Kamis 25 Jumadits Tsani 1446 - 26 Desember 2024
Indonesian

Membaca Al-Quran Saat Haid

Pertanyaan

Apakah boleh bagi wanita yang sedang haid membaca Al-Quran?

Teks Jawaban

Alhamdulillah.

Masalah ini termasuk masalah yang diperdebatkan para ulama.

Jumhur ulama berpendapat diharamkan membaca Al-Quran bagi wanita haid sebelum dia suci. Tidak dikecualikan hal tersebut kecual bacaan yang dibaca dengan tujuan berzikir dan berdoa, tidak ditujukan membaca Al-Quran. Seperti bacaaan bismillahrrahmaanirrahim, inna lillah wa inna ilaihi raajiun, rabbanaa aatina fiddunya hasanah… dst. Sebagaimana zikir dan doa lainnya yang terdapat dalam Al-Quran. Pendapat mereka yang melarang hal tersebut dilandasi dengan beberapa dalil;

1-      Hukum wanita haid sama dengan hukum orang yang junub, karena keduanya diwajibkan mandi janabah.
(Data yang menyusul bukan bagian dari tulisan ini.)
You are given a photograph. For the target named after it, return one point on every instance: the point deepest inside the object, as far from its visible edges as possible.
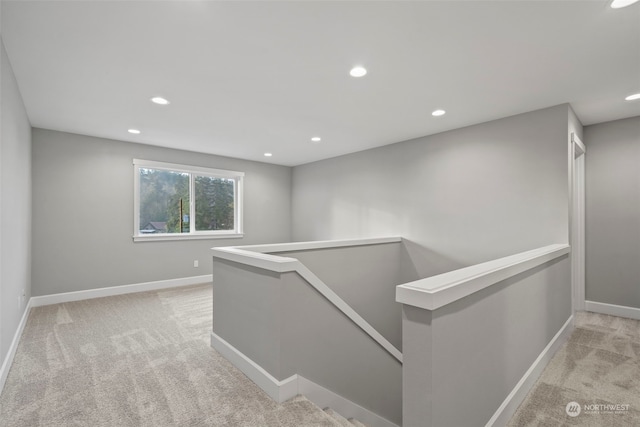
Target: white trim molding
(8, 360)
(613, 310)
(283, 390)
(437, 291)
(118, 290)
(509, 406)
Sementara terdapat riwayat shahih dari Ali bin Abi Thalib radhiallahu anhu, 

"Sesungguhnya Rasulullah shallallahu alaihi wa sallam mengajarkan mereka Al-Quran, tidak ada yang menghalanginya dari Al-Quran selain janabah."  
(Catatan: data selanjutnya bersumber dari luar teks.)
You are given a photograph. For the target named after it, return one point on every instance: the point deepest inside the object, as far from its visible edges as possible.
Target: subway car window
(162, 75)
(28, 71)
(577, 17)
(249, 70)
(HR. Abu Daud, 1/281, Tirmizi, no. 146, Nasai, no. 1/144, Ibnu Majah, no. 1/207, Ahmad, 1/84, Ibnu Khuzaimah, 1/104. Tirmizi berkata, "Haditsnya hasan shahih, Al-Hafiz Ibnu Hajar berkata, "Yang benar bahwa hadits ini termasuh hadits hasan dan layak menjadi hujjah/dalil." 

2. Apa yang diriwayatkan dari hadits Ibnu Umar radhiallahu anhuma, sesungguhnya Nabi shallallahu alaihi wa sallam, bersabda,

لا تقرأ الحائض ولا الجنب شيئاً من القرآن رواه الترمذي، رقم 131)وابن ماجه، رقم 595 والدارقطني 1/117 والبيهقي، 1/89)
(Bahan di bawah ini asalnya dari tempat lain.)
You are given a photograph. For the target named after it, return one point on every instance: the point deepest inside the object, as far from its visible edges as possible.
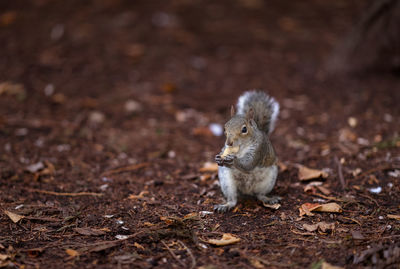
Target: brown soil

"Hendaknya wanita haid dan orang yang junub tidak membaca Al-Quran sedikitpun." (HR. Tirmizi, no. 121, Ibnu Majah, no. 595, Daruquthni, 1/117 dan Baihaqi, 1/89) 

Ini merupakan hadits lemah, karena berasal dari riwayat Ismail bin Ayasy dari orang-orang Hijaz. Riwayat dia dari mereka dianggap lemah. Syaikhul Islam Ibnu Taimiyah (21/460) berkata, 'Ini merupakan hadits lemah berdasarkan kesepakatan para pakar hadits." (Lihat Nashburroyah, 1/195 dan Talkhis Habir, 1/183)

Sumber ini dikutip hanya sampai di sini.